Smart Presidential Candidate

LaVarr Webb commented today in Utah Policy Daily on a great column by David Brooks at the New York Times called The Happiness Gap. Brooks was talking about the gap between how happy people are with their own lives and how optimistic they are about government. I think Brooks is right that people are beginning to see through the fallacy that government solutions can fix personal problems, or that one level of government can solve the problems in another level of government. The more we trust to the federal government the more apparent it is that the federal government is not equipped to solve problems created by poor state governments. The same logic holds true with each level of government – state government can’t solve county problems, county government can’t solve city problems, etc.
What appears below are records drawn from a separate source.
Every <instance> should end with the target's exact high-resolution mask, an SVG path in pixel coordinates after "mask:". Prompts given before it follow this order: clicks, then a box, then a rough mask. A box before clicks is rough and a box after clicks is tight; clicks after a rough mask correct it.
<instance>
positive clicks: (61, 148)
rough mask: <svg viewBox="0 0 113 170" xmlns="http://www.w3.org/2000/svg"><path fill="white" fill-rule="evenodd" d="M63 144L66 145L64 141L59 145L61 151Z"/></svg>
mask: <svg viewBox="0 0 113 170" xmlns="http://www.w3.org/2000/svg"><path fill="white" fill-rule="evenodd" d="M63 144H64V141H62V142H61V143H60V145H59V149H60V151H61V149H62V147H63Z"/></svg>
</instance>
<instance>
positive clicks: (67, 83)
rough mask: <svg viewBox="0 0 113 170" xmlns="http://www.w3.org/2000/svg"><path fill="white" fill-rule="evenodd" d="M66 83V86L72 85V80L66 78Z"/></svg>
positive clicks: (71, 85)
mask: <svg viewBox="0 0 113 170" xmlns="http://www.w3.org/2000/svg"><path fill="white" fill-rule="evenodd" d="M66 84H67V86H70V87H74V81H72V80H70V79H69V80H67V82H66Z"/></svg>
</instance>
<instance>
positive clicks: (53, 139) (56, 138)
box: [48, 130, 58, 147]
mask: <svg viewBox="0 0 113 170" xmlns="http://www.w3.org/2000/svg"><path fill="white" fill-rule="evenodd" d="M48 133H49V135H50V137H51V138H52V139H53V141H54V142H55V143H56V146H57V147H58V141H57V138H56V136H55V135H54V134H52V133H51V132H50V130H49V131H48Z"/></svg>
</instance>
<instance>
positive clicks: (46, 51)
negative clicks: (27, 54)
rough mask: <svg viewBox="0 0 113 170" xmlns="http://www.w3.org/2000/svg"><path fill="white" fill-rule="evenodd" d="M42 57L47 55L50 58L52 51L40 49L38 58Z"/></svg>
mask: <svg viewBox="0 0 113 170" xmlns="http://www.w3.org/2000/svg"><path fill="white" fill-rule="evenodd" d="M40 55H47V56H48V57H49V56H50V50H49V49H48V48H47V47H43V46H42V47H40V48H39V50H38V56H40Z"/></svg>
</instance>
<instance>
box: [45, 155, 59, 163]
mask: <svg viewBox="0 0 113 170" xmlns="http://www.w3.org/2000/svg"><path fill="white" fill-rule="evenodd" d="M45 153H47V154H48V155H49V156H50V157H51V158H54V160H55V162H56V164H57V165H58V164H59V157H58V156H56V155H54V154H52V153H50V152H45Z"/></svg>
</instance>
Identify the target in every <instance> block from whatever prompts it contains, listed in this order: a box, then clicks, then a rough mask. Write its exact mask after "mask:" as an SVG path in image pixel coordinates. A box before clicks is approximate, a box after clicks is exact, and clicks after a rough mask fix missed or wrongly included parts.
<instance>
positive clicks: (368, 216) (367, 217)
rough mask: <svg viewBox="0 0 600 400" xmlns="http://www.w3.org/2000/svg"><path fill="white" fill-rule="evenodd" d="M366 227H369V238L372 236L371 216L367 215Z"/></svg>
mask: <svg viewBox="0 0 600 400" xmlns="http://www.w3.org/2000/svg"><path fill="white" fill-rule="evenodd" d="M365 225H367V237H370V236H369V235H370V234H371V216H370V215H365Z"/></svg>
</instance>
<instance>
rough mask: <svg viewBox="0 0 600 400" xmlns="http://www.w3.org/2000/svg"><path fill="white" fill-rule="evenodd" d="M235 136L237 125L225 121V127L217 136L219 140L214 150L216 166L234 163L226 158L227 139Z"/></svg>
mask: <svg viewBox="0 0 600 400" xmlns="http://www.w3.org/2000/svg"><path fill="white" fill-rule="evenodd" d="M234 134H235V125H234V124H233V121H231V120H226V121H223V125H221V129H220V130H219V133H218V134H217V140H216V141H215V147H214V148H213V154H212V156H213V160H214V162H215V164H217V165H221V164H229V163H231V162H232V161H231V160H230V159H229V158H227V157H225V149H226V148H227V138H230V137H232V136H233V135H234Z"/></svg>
The thing that really got me was Webb’s concluding paragraph:

I’ve written many times that the job description of the federal government has gotten so immense that it’s impossible to accomplish, hence the deep cynicism about the federal government. The nation’s founders intended for the national government to focus on a few things and do them very well. We need a national resorting of the roles of the different levels of government. A smart presidential candidate would do well to pick up on the mood of the people. (emphasis mine)

Webb was right on except that his last sentence left one thing out – there is a presidential candidate who has picked up on this mood. Ron Paul’s campaign is based on the principle of resorting the roles of the different levels of government – primarily reducing the role of the federal government and allowing states to take their proper place in addressing more of the issues they face. Right now the federal government is doing so much that it can’t even adequately address those issues that are properly in the sphere of the federal government, like national security and immigration. So he may not have known it, but Webb just endorsed Ron Paul as a smart presidential candidate.